Our Town [Proposal]

Man: Is there no one in town aware of social injustice...
Stage Manager: Oh yes, everybody is...
Man: Then why don’t you do something about it?

Pitch.

 While dated in period, this piece offers us a snapshot of a town at the edge of progression, a great war about to be fought, and one full of humorous gossip. All things in which we can relate to today. Our Town is about what it means to deal with happiness, life choices, love, time, living, parenting, and grief; more importantly what it means to deal with these topics together. Our Town reminds us what it means to be a community. I think right now, more than ever, we need that reminder as we are seeing our fellow members of society face social injustice through innocent killings and the denial of basic rights. It's a simple show about our humanity and how we can cohabitate in a world that continues to change in both technology and ideals. This could be an exciting opportunity to breathe new life into a classic work and make people think about it in a new way. What's brilliant about Our Town is that eventually the audience can feel as if they've been members of this town all their lives if done right. 

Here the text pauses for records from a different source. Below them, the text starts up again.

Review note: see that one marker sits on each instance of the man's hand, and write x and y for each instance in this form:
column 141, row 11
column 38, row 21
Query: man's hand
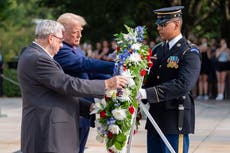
column 92, row 107
column 141, row 94
column 116, row 82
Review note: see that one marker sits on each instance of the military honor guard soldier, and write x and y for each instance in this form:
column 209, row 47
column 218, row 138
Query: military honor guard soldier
column 175, row 72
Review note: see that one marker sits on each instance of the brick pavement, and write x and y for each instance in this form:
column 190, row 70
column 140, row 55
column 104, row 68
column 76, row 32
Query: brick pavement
column 212, row 133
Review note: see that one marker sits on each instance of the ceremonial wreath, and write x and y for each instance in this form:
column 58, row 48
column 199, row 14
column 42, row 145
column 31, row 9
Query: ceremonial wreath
column 117, row 112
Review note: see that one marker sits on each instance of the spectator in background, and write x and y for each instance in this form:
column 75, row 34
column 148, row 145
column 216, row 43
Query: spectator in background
column 212, row 73
column 51, row 103
column 97, row 50
column 222, row 56
column 205, row 66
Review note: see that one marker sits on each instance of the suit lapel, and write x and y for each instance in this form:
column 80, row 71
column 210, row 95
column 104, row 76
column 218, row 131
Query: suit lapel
column 41, row 50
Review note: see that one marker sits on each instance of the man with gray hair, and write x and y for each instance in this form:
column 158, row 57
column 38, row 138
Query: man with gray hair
column 74, row 63
column 51, row 102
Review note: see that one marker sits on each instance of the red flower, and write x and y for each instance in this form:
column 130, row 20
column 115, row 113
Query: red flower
column 110, row 135
column 124, row 68
column 143, row 72
column 131, row 109
column 150, row 65
column 139, row 117
column 141, row 56
column 107, row 98
column 111, row 151
column 103, row 114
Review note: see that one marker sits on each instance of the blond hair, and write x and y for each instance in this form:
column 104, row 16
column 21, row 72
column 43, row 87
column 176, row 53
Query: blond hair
column 67, row 18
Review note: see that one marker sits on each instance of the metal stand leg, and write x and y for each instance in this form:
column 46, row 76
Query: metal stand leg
column 2, row 115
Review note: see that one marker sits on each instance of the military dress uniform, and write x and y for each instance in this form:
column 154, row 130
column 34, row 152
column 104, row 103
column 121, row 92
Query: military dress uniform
column 175, row 72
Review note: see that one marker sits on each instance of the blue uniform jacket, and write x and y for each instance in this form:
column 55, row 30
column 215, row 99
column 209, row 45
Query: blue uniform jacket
column 75, row 63
column 172, row 77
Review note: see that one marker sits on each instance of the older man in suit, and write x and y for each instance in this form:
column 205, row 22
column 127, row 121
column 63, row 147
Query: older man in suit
column 50, row 117
column 75, row 63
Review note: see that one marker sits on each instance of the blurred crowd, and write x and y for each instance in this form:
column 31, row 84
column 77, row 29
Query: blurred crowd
column 215, row 59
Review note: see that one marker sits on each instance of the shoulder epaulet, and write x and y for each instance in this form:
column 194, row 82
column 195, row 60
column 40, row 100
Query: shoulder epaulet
column 192, row 48
column 157, row 45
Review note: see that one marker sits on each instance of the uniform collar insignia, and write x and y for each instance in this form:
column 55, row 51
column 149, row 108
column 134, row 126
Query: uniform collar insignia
column 178, row 44
column 173, row 62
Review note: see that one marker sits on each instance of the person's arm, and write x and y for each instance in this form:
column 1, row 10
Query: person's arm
column 78, row 63
column 85, row 107
column 51, row 76
column 189, row 71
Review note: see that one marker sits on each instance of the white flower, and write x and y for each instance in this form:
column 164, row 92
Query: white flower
column 114, row 149
column 135, row 57
column 125, row 96
column 130, row 37
column 114, row 129
column 136, row 46
column 127, row 73
column 103, row 102
column 110, row 93
column 100, row 138
column 119, row 113
column 97, row 108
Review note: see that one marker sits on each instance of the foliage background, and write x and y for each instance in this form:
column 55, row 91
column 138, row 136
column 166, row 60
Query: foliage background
column 209, row 18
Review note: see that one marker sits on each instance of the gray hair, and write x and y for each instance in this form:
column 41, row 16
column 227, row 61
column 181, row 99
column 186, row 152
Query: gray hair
column 46, row 27
column 66, row 18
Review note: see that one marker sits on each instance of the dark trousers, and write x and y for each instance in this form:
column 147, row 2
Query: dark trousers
column 156, row 145
column 83, row 133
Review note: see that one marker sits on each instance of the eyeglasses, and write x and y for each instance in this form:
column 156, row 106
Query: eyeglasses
column 60, row 38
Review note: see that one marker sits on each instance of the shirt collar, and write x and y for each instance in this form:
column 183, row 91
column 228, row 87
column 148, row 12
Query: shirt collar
column 43, row 49
column 174, row 40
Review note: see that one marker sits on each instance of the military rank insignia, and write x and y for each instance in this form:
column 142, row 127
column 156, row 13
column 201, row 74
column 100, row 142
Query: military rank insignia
column 173, row 62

Such as many directors break the convention and approach Shakespeare works in a contemporary manner, I too want to approach Our Town as such. Traditionally the show is produced with an all caucasian cast, which doesn't seem right to me. Grover's Corners is a fictional town, the members can be anyone of any different background. Furthermore, I believe Our Town is meant to reflect the town in which its produced and therefore I want to cast a racially diverse ensemble. The purpose of a diverse casting and addition of a same-sex couple is to parallel this town to our own, that of Chicago. I don't want another standard all Caucasian production. I want one that is real, that is relevant, that is our town. 

Using a racially and culturally diverse body of actors, I hope to parallel the still relevant themes of this classic work to today's society. An ensemble of 10, denoted by costume and prop pieces, will bring to life this town. In contemporary dress, they will interact with only necessary props, 4 chairs, and 2 tables to bring this world to life. For example, the baseball players would wear baseball caps or Mrs. Gibbs and Mrs. Webb would both wear the same apron but in different ways. Elements of lighting and contemporary sound will help to cohesively create the atmosphere of the town to allow for smooth transitions and the heightening of the atmosphere and emotions of the scene. The contemporary and minimal touches will enhance and not detract from the story and text being told, such as one does with Shakespeare. 

Ideally, I imagine the play taking place in the round or thrust, allowing for a continuously moving piece that reflects the progression of the town. Having multiple entrance points allows for fluid transitions and continual action. For the final act, I would utilize a bare stage and would place a member of the graveyard scene in each side of the audience using the audience the setting rather than traditionally setting chairs on the stage because by this point we all have become the members of the town. 

The character tracking is as follows:

Stage Manager/Choir/Baseball Player 3/Lizzie- Male or Female Early/Mid 20s

Emily Webb/Woman in Balcony- Female early 20s

George Gibbs/Man in Auditorium- Male early 20s

Dr. Gibbs/Professor Willard/Const. Warren- Male 30s

Mrs. Gibbs/Choir/Miss Corocan- Female 30s

Mr. Webb/Sam Craig- Female or Male 30s [Same-Sex as Mrs. Webb]

Mrs. Webb/Artistic Lady in box/Joe Stoddard- Female or Male 30s [Same-Sex as Mr. Webb]

Joe Crowell/Wally/Bob/Baseball Player 1- Male 20s

Stimson/Howie/Baseball Player 2- Male 20s

Rebecca/Choir/Mrs. Soames/Si Crowell- Female 20s

Style of Direction.

My style of direction reflects the creation of a life based on my belief that every play is a living entity. 

The Skeleton- I bring in a foundation for the actors to start with. I come to the first rehearsal with the entire show staged (knowing it will change once I bring the minds of the actors into the mix), the groundwork for character motivation, and the structural elements written out. There are many times where I leave moments to organic creation because they need to be. My staging is derived from motivation of characters, so I’m not just creating stage pictures, but moments with intention. 

The Muscle- Next I delve deeper into the piece. We begin working from beat to beat, crafting the journey of the characters and their objectives. Its a very technical and tedious phase. I work a lot with actors on the relationships between one another and their intentions. 

The Organs- This is the part where we start to breathe more life into the piece. We start to let go and trust the work we’ve put in by responding in the moment. This is also the time in which we start crafting the arc of the show, how it ebbs and flows from beginning to end as a whole. 

The Skin- The final stage is where we polish and tweak the piece. We add the final elements, such as costumes and tech. We finally get to live in the world of the play.